Am 25. Juli 2006 musste CVP-Bundesrat Joseph Deiss ins Spital. Grund war eine Diskushernie, zu Deutsch: ein Bandscheibenvorfall. Der Fall Deiss zeigt, dass ein Bundesrat auch im Spital voll handlungsfähig sein kann. Deiss verpasste damals zwar seine letzte Bundesratssitzung, wurde aber zu Beratungen telefonisch zugeschaltet. Auch andere Termine nahm Deiss telefonisch wahr. Der Freiburger war von 1999 bis Ende Juli 2006 im Amt; erst als Aussenminister, dann als Wirtschaftsminister.

Im April 2003 musste sich FDP-Bundesrat Kaspar Villigerseinen gebrochenen linken Daumen wieder richten lassen. Villiger war bei einem Velounfall gestürzt. Da sich der Unfall über Ostern ereignet hatte, konnte sich der Bundesrat über die Feiertage erholen. Villiger war von 1989 bis Ende 2003 im Bundesrat; zuerst als Verteidigungsminister, dann als Vorsteher des Finanzdepartements. Weit weniger harmlose Eingriffe mussten Otto Stich(SP), Jean-Pascal Delamuraz (FDP) und René Felber(SP) über sich ergehen lassen. Stich liess sich 1994 einen Herzschrittmacher einsetzen. Er hatte bei einer Sitzung einen Kollaps erlitten. Der Solothurner leitete von 1984 bis 1995 das Finanzdepartement. Delamuraz musste sich im April 1995 einer dreistündigen Operation am offenen Herz unterziehen, um sich eine künstliche Herzklappe einsetzen zu lassen. Zwei Jahre später wurde ihm in einer fünfstündigen Operation ein bösartiger Lebertumor entfernt. Der Waadtländer war von 1984 bis 1998 in der Regierung.

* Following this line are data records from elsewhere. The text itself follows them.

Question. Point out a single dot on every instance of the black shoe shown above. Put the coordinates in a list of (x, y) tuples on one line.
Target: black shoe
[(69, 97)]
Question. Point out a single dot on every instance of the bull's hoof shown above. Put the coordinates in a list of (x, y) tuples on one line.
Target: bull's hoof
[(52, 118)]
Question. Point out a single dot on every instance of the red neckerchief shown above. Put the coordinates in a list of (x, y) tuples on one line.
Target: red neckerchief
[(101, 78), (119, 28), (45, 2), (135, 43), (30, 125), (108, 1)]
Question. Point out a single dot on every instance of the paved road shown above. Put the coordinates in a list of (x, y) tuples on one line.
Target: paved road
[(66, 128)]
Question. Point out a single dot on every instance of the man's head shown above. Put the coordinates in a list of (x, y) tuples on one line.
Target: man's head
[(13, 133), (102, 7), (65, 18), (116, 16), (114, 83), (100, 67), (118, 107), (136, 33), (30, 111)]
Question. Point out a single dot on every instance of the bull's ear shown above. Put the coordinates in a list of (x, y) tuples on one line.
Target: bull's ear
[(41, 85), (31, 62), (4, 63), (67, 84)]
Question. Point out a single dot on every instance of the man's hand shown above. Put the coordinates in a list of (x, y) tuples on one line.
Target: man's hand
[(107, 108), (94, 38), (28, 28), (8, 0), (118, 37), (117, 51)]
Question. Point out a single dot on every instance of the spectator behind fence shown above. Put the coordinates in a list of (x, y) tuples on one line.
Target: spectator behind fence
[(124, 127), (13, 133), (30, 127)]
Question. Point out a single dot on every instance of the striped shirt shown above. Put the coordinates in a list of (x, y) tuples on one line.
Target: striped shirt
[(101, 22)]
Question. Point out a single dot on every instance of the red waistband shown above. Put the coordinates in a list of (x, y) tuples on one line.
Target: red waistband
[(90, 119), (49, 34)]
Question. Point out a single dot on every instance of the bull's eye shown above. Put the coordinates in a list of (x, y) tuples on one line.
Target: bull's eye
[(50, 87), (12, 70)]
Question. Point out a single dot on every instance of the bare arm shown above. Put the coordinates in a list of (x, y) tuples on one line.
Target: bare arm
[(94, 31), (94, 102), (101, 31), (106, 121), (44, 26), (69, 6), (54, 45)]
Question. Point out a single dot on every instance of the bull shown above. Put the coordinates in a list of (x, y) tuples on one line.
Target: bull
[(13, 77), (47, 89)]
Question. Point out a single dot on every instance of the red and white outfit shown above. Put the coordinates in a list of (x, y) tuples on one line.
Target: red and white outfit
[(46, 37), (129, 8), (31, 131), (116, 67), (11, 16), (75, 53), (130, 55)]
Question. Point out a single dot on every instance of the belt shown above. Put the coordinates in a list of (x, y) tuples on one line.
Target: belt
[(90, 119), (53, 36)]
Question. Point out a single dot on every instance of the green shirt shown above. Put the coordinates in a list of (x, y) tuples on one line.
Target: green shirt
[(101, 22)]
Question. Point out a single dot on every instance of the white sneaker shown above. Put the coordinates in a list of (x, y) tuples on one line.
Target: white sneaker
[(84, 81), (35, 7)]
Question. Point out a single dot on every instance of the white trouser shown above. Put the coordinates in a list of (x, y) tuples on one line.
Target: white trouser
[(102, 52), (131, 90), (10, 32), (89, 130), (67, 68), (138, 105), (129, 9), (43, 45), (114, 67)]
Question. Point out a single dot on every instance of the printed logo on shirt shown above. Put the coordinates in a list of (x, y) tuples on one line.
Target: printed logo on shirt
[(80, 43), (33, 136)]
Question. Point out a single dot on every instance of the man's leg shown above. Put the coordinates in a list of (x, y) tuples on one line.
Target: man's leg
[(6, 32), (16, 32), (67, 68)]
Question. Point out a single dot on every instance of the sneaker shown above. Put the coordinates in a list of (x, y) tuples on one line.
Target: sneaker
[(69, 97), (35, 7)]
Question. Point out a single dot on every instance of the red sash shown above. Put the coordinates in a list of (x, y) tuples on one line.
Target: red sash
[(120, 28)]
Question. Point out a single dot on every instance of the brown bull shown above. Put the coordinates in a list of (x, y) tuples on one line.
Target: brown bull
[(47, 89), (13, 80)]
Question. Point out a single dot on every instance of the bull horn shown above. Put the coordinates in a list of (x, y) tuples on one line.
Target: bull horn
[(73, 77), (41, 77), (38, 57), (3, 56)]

Felber war 1991 wegen eines Blasentumors operiert worden. Der Neuenburger war von 1988 bis 1993 Aussenminister.

Mitte des vergangenen Jahrhunderts gab es zwei Fälle, bei denen Bundesräte wegen ihres Gesundheitszustandes zurücktraten. Einzigartig dürfte das Beispiel von Jean Bourgknecht(CVP) sein. Im Mai 1962 hatte der Chef des Finanzdepartements einen Schlaganfall erlitten. Die Familienangehörigen mussten stellvertretend für den Freiburger seinen Rücktritt auf Ende 1962 bekannt geben.

Hermann Obrecht (FDP) teilte im Kriegsjahr 1940 seine Demission wegen eines Herzleidens mit. Zuvor hatte der Vorsteher des Volkswirtschaftsdepartements einen Herzanfall erlitten und ging in eine längere Kur.